The data also showed that women experienced worse health outcomes in the first month after suffering a heart attack, which the researchers say is likely due in part to women’s higher stress-levels. Compared to men the same age, women had more chest pain, a lower quality of life, and poorer overall health, the researchers found.
The findings are published this week in the journal Circulation.
Few studies have examined why younger women experience worse health outcomes than younger men after having a heart attack, so the reasons are not fully understood, the researchers said. Besides the influence of stress, studies have shown that women’s symptoms are more likely to be dismissed or misdiagnosed by both patients and doctors, largely because they often don’t look like the ‘classic’ heart attack victim — which, as it turns out, characterizes male heart victims, not females. Women who have heart attacks also tend to be sicker than men prior to the attack, which may complicate their recovery, the researchers added.
Psychosocial Risk Factors
The authors note that the results are correlational — not causal — in nature, and therefore it’s not possible to determine exactly how, or even if, stress directly impacts heart attack recovery. For instance, stress has been linked to behaviors that may negatively impact health outcomes; it could be that people with higher stress-levels may be less likely to exercise, quit smoking, eat a heart-healthy diet, and/or adhere to treatment.
Either way, the researchers say their findings emphasize the need to consider how stress and other psychosocial factors may affect the recovery of patients following heart attack.
“We need to think more broadly about our patients,” said Dr. Harlan Krumholz, the study’s senior author and director of the Center for Outcomes Research and Evaluation at Yale-New Haven Hospital and a professor in Yale’s School of Medicine and Public Health. “We have to consider their state of mind and the experiences of their lives.”

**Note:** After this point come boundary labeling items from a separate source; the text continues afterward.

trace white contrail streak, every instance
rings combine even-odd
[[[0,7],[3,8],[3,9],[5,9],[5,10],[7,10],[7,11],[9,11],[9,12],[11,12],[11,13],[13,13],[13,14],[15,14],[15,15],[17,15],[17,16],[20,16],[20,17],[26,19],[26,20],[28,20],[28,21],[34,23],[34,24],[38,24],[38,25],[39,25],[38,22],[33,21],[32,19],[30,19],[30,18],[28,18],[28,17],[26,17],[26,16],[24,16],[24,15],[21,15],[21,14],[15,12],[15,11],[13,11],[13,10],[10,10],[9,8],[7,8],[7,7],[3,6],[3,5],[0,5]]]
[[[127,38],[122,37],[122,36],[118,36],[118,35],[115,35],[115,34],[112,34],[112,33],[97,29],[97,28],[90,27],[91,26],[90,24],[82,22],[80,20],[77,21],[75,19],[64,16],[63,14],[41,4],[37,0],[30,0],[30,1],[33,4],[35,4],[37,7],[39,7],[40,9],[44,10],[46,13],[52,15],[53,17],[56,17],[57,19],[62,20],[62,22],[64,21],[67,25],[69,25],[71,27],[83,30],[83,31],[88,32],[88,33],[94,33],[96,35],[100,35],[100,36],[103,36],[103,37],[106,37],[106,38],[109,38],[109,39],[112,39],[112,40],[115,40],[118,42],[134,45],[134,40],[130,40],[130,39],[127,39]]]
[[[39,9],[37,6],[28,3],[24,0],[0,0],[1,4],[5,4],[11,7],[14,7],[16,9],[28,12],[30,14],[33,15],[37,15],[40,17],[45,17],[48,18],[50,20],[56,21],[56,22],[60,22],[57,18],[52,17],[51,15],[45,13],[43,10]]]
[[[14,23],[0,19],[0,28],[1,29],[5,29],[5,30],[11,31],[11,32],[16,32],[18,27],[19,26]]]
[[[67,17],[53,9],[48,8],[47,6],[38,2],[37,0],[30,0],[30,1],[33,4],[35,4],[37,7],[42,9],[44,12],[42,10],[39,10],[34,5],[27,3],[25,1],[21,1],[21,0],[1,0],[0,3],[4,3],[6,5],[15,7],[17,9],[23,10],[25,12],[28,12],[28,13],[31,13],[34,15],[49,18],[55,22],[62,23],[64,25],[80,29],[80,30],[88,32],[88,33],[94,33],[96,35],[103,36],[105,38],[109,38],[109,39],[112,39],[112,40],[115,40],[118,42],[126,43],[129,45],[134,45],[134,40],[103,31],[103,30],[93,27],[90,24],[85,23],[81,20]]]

This is especially true for younger women, said Dr. Krumholz, as they are often juggling numerous responsibilities, including caring for children and sick family members, in addition to working. Doctors need to be more proactive in assessing women’s stress levels, anxiety and depression, he said.
Gender, Stress, & Heart Health
These findings support those of a study released in October 2014, in which researchers found that the effects of mental stress on the heart vary between men and women. In that study, published in the Journal of the American College of Cardiology, the team found that women exposed to mental stress were more likely to have myocardial ischemia – reduced blood flow to the heart – and early formation of blood clots than stressed men.
“This study revealed that mental stress affects the cardiovascular health of men and women differently,” said study leader Dr. Zainab Samad, of Duke University in Durham, NC. “We need to recognize this difference when evaluating and treating patients for cardiovascular disease.”
Similar findings have also reported for women with depression. According to a 2014 study published in the Journal of the American Heart Association, depression more than doubles the risk of heart attack for women under the age of 55, while the same was not found for men. Research indicates that depression can increase the risk of heart failure by as much as 40 percent. Studies have also linked a variety of other mental disorders — including schizophrenia, bipolar disorder, neurotic disorders, personality disorders and substance-use disorders — to a heightened risk of heart problems.